UNITED STATES of America, Plaintiff-Appellee, v. John Allen SMITH, a.k.a D.B., Defendant-Appellant.

No. 17-13886

Decided: January 16, 2019

Before JORDAN, JILL PRYOR and BLACK, Circuit Judges. Tyler Mann, Lawrence R. Sommerfeld, U.S. Attorney Service—Northern District of Georgia, U.S. Attorney's Office, Atlanta, GA, for Plaintiff-Appellee Leonard L. Franco, The Franco Law Firm, PC, Atlanta, GA, for Defendant-Appellant

John Allen Smith appeals his 37-month sentence, which was imposed after the district court revoked his supervised release. Smith contends the district court erred by sentencing him based on a Grade-A violation of supervised release, because there was insufficient evidence to find he possessed cocaine with intent to distribute. After review,1 we affirm.

The district court’s finding that Smith possessed cocaine with intent to distribute was not clearly erroneous. Clear error is present when we are “left with a definite and firm conviction that a mistake has been committed.” United States v. Crawford, 407 F.3d 1174, 1177 (11th Cir. 2005) (quotation omitted). Credibility determinations are the province of the factfinder. United States v.
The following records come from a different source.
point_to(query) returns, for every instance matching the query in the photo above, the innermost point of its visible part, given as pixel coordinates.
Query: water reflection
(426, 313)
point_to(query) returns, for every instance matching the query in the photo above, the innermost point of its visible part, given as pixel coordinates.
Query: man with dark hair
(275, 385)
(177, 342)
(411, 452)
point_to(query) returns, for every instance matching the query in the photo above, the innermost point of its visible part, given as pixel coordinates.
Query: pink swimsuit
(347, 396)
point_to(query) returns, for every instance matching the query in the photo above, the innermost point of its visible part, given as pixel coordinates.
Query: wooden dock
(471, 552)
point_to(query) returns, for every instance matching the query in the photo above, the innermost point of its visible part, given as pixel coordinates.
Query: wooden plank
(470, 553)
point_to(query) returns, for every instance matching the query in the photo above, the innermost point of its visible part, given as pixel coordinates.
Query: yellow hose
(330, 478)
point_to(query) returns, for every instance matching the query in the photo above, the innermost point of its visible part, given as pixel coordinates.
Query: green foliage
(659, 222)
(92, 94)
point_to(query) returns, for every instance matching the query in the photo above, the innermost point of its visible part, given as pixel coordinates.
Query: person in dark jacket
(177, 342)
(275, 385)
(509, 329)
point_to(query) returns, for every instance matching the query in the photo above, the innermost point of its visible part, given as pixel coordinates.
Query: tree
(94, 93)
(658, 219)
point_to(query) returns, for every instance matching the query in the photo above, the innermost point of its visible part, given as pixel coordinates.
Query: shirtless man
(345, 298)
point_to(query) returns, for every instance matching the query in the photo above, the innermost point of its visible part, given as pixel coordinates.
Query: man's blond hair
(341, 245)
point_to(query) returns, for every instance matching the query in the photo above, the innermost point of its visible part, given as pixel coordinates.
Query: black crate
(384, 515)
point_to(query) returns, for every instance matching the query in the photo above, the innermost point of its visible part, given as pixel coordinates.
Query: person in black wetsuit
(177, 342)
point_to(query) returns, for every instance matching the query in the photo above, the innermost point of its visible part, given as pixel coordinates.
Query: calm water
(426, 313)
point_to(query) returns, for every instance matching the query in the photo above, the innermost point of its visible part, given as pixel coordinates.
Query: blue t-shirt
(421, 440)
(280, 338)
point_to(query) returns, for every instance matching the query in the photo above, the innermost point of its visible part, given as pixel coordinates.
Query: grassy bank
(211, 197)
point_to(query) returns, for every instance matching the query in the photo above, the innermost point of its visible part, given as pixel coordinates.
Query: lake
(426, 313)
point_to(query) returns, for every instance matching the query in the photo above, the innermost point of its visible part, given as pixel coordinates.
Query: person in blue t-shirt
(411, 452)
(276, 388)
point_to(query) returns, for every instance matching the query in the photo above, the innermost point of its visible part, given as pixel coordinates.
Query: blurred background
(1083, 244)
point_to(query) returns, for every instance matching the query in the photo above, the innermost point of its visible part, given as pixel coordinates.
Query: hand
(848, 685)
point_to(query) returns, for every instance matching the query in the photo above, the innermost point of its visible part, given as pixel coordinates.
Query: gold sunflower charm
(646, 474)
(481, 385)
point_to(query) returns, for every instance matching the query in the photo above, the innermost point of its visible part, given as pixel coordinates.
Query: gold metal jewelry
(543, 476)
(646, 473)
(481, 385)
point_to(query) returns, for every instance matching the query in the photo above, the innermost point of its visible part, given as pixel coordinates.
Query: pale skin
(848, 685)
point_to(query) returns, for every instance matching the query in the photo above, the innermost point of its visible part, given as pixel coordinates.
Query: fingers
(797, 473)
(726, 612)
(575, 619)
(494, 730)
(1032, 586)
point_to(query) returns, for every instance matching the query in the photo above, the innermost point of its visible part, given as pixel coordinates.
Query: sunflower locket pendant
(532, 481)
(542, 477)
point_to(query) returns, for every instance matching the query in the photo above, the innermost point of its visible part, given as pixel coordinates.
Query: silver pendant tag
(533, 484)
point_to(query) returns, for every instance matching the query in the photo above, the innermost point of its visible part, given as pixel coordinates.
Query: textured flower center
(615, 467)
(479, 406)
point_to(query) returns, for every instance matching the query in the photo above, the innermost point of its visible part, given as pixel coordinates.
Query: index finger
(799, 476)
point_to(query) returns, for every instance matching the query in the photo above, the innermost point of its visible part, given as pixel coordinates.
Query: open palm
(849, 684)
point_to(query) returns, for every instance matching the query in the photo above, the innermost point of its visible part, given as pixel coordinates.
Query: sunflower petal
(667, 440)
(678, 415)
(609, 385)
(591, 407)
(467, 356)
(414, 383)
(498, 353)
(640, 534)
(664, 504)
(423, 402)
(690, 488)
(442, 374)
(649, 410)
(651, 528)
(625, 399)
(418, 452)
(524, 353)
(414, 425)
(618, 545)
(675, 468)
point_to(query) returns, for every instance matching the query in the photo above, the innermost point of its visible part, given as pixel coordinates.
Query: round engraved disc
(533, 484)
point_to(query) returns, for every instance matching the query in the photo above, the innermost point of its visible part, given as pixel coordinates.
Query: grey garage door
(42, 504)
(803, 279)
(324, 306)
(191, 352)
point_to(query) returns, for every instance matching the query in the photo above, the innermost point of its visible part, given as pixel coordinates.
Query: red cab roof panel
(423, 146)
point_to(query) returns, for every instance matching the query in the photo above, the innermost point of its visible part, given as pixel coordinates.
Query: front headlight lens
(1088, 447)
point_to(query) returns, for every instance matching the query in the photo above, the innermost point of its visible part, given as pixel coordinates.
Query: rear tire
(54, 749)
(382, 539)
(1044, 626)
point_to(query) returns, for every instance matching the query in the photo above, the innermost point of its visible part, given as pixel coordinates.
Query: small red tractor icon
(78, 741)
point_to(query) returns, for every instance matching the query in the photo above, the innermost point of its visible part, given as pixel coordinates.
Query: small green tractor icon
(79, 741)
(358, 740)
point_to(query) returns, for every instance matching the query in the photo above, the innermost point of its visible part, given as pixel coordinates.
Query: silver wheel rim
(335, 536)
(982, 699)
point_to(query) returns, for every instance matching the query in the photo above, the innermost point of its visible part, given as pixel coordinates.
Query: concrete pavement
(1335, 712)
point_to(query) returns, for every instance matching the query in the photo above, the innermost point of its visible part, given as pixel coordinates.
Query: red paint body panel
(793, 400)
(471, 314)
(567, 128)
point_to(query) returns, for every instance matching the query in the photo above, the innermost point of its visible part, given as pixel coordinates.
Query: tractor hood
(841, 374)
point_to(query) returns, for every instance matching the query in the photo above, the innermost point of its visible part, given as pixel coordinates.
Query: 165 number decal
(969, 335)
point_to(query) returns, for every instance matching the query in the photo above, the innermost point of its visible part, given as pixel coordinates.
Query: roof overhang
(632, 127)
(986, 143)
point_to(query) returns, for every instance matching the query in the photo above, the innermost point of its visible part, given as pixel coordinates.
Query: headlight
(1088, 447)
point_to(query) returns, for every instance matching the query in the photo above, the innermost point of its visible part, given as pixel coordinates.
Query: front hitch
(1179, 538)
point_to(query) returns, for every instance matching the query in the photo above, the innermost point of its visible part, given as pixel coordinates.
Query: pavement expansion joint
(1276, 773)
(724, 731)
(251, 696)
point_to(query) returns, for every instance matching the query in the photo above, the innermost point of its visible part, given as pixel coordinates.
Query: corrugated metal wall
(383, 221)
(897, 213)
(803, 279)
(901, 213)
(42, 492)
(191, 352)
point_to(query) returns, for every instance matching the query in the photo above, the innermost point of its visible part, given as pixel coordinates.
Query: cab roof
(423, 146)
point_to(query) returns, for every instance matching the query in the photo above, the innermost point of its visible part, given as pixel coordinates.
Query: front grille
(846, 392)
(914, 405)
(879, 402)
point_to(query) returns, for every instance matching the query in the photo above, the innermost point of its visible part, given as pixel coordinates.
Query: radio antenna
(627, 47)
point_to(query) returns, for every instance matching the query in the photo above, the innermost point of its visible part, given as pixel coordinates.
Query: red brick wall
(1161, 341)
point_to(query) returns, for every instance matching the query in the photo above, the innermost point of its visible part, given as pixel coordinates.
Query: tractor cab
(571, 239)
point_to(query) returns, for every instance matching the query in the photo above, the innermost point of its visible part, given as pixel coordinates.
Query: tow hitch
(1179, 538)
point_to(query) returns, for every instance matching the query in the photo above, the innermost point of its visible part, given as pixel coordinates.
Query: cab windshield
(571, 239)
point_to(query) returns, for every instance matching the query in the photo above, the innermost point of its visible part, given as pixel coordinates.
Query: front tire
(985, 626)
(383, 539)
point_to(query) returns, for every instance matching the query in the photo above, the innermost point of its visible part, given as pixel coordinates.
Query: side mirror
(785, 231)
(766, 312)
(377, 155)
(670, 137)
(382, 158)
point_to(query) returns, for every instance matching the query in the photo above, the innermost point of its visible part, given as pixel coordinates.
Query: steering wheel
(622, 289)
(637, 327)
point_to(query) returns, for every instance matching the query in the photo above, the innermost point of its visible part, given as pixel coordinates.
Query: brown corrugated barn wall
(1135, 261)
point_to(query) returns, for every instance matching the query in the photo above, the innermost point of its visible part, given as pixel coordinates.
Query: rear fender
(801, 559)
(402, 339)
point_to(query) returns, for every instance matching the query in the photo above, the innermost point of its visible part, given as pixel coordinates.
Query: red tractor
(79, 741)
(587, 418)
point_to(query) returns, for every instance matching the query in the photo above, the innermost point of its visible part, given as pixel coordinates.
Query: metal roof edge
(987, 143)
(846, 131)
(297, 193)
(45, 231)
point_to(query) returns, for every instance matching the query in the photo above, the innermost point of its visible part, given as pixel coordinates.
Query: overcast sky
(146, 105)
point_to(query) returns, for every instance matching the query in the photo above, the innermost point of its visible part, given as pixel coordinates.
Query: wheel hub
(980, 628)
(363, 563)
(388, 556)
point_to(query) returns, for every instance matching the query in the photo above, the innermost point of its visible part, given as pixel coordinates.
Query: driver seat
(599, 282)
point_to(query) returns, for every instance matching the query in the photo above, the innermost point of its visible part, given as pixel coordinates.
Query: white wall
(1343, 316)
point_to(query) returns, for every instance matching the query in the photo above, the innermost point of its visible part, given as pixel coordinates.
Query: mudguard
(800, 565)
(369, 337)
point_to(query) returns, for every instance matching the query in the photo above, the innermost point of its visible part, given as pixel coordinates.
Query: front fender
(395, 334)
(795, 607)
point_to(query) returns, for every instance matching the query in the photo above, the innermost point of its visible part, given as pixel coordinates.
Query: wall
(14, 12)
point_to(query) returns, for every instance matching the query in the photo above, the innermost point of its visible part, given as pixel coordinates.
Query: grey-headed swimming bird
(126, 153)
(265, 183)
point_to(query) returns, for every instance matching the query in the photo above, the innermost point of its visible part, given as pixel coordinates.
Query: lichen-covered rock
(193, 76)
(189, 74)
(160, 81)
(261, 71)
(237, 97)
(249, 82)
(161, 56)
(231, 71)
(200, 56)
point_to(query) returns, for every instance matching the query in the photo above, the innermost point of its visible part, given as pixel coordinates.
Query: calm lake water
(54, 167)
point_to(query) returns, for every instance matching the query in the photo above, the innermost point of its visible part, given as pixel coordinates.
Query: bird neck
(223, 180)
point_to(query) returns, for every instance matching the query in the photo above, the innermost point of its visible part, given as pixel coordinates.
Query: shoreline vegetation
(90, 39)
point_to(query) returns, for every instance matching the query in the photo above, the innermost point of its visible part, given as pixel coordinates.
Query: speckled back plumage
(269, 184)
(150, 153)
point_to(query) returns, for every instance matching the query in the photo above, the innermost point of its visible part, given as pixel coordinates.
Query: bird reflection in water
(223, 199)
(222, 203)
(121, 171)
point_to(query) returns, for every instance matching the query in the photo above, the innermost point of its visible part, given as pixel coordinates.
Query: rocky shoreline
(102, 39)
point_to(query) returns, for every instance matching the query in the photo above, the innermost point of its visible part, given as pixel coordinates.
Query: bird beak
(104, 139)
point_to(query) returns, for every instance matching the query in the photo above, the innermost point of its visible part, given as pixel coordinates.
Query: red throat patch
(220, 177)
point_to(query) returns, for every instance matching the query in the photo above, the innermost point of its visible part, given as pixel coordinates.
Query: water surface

Copeland, 20 F.3d 412, 413 (11th Cir. 1994). And the district court’s choice between two permissible views of the evidence cannot be clearly erroneous. See Anderson v. Bessemer City, N.C., 470 U.S. 564, 574, 105 S.Ct. 1504, 84 L.Ed.2d 518 (1985); United States v. Rodriguez De Varon, 175 F.3d 930, 945 (11th Cir. 1999).

Here, the arresting officer testified he found six small bags of crack cocaine in Smith’s vehicle, along with two bags of powder cocaine. Smith testified that, although he was convicted for selling cocaine in the past, he was not aware there was cocaine in his car at the time of his arrest, and he did not intend to distribute cocaine. According to Smith, the cocaine must have belonged to the woman whom he picked up for purposes of engaging in prostitution. Smith also admitted he was carrying $3,200 in cash at the time of his arrest, which he asserted was acquired through his legitimate employment.

Because Smith chose to testify, he ran the risk that, if disbelieved, the district court “might conclude the opposite of his testimony is true.” United States v. Brown, 53 F.3d 312, 314 (11th Cir. 1995). Although Smith arguably provided a plausible explanation for how the drugs ended up in his car, the district court was free to disbelieve that explanation. Indeed, based on Smith’s testimony, the district court was free to conclude both that Smith knew the drugs were in his car and that he intended to distribute them. See id. (“[A] statement by a defendant, if disbelieved by the [factfinder], may be considered as substantive evidence of the defendant’s guilt.”) When paired with the arresting officer’s testimony concerning the individually packaged portions of cocaine, and Smith’s admission that he was carrying $3,200 cash, the evidence was sufficient for the district court to conclude Smith more likely than not possessed cocaine with intent to distribute. See id. at 314–15. Accordingly, the district court did not err by sentencing Smith based on its finding that Smith committed a Grade-A violation of his supervised release.

AFFIRMED.

FOOTNOTES

1.   We review for reasonableness a sentence imposed upon revocation of supervised release. United States v. Vandergrift, 754 F.3d 1303, 1307 (11th Cir. 2014). The district court’s factual findings are reviewed for clear error, and its application of the Guidelines to the facts is reviewed de novo. United States v. McGuinness, 451 F.3d 1302, 1304 (11th Cir. 2006).